The review screen is designed to be operated from the keyboard. The essential four:

  • j / k — move between regions.
  • e — edit the focused region’s text (focuses the textarea).
  • Enter — accept the focused region.
  • r — open the region re-run popover.

On a noisy scan, the rhythm becomes: j j j, stop on an orange card, press e, fix the text, press Enter, continue. After a few pages you stop thinking about the keys.

When to re-run a region

Press r on a focused region. The popover offers two tabs (OCR, VLM) and a short list of available engines. The rules of thumb:

  • The text is garbled but the bbox is right → re-run with a better OCR engine first. If the dataset’s default is Tesseract and you have a cloud VLM configured, try the VLM anyway; on small regions the cost is negligible.
  • The region is a caption, a figure label, or a stamp → VLMs read these better than Tesseract in almost all cases. Re-run with a VLM and accept the result.
  • The region is a column of a table → neither engine is reliable on table cells in M0. Re-running does not help; correct inline or mark the region for a later pass.

Each re-run produces a new row in the region’s history with its own provenance badge.

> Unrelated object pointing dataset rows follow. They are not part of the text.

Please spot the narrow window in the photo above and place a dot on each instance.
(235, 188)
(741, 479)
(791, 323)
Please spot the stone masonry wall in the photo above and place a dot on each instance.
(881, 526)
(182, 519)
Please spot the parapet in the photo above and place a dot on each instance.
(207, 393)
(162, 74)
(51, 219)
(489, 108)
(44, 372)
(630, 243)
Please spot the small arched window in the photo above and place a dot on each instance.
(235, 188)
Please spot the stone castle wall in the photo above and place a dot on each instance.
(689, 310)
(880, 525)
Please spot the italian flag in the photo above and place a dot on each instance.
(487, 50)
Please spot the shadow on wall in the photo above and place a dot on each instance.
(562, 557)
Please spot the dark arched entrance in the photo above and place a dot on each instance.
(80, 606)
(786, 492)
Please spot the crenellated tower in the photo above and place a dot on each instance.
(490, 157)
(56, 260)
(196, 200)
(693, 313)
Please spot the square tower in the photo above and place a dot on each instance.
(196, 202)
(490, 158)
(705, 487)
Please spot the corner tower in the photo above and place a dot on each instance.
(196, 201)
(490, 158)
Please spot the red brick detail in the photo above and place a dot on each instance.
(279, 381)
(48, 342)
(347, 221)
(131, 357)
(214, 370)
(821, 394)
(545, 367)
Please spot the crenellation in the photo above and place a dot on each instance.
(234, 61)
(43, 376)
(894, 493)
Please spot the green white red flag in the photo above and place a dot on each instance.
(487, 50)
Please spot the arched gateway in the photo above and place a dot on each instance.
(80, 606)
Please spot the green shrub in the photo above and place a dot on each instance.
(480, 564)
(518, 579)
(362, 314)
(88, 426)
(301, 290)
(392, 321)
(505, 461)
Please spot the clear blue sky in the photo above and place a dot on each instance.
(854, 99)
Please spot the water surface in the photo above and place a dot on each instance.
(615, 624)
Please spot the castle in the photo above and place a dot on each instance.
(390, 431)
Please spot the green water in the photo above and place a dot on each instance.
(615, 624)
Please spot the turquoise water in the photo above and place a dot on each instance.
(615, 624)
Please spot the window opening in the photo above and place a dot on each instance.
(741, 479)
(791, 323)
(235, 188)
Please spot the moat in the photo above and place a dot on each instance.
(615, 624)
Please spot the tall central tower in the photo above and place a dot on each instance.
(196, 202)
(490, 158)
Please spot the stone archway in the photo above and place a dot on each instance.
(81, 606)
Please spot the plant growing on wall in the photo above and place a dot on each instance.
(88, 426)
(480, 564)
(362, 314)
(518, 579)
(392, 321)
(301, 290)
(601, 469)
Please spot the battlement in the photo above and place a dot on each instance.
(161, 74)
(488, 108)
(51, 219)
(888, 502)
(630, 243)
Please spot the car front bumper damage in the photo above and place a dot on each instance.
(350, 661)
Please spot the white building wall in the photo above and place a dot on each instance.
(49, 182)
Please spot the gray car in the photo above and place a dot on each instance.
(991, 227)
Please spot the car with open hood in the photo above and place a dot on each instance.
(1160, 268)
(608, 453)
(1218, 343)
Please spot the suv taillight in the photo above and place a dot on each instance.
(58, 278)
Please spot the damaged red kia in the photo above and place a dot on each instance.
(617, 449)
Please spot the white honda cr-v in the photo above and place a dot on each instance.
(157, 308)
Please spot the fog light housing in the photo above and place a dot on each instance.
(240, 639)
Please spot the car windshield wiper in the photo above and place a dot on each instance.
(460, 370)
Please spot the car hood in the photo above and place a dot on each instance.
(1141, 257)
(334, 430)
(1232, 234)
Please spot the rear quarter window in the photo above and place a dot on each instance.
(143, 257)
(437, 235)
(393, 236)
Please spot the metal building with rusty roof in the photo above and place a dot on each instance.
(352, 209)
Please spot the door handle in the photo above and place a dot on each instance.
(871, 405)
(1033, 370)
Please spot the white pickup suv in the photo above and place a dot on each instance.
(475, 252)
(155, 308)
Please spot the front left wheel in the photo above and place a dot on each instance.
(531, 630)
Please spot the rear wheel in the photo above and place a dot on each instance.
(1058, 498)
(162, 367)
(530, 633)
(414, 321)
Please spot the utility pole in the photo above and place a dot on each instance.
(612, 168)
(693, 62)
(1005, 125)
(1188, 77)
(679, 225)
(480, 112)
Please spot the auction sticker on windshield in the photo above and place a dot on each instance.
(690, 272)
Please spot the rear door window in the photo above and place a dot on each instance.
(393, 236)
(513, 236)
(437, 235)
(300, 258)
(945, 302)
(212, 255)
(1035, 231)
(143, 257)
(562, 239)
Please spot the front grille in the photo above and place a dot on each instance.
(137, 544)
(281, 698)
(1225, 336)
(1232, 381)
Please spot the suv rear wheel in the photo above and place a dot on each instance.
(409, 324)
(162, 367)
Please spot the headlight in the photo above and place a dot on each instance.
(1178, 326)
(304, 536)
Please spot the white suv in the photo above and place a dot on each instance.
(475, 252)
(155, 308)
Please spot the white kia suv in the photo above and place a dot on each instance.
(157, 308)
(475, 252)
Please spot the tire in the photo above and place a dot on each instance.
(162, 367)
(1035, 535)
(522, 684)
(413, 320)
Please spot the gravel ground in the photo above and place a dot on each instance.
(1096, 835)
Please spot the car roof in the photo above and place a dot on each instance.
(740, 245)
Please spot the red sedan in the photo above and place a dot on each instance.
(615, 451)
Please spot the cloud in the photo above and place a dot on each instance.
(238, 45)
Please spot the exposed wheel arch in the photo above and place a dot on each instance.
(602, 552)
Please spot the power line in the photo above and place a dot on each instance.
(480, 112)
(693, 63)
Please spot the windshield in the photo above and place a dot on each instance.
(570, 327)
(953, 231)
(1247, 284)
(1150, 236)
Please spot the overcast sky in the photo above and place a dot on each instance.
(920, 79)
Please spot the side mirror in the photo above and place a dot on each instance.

The previous row is not lost — the row-history disclosure on the left edge of the card shows every attempt, and you can swap back if the re-run was worse.

When to re-run the whole document

If more than roughly a third of a document’s regions are orange, a per-region approach will cost more reviewer time than a single document-level re-run. Open the right-pane “Re-run full document from…” control, pick the extraction stage, and choose a VLM override. This replaces the extraction outputs for all regions at once and leaves the layout assessment intact (unless you also pick the assess stage).

Rule of thumb: document-level re-runs are worth it when you expect to accept most of the new output. If you already know three-quarters of the page will need manual edits either way, save the cloud call and fix inline.

When to give up and re-scan

There is a scan quality below which no pipeline will help you. If the layout pass produces overlapping bboxes that slice through columns, if regions disappear entirely on certain pages, if the VLM comes back with plausible-looking prose that does not match the image — the document is below threshold. Flag it with a review note (the textarea supports a [[rescan]] tag that surfaces on the dataset’s documents table) and move on. Archeglyph does not pretend that a better model will rescue a photograph of a ruined page.

A suggested workflow on a tough batch

  1. Open the first document. j through every region without editing. Note how many orange cards you see per page.
  2. If the ratio is low (< 15%), fix regions inline as you go.
  3. If the ratio is high (> 30%), exit to the dataset level and re-run extraction on the whole batch with a VLM override. Come back to review fresh.
  4. For regions where the new extraction is still wrong, accept the edit inline rather than re-running a third time. At that point, you are the arbiter.

The review screen is designed around the assumption that a researcher’s time is the most expensive thing in the pipeline. Use it for judgement, not for data entry.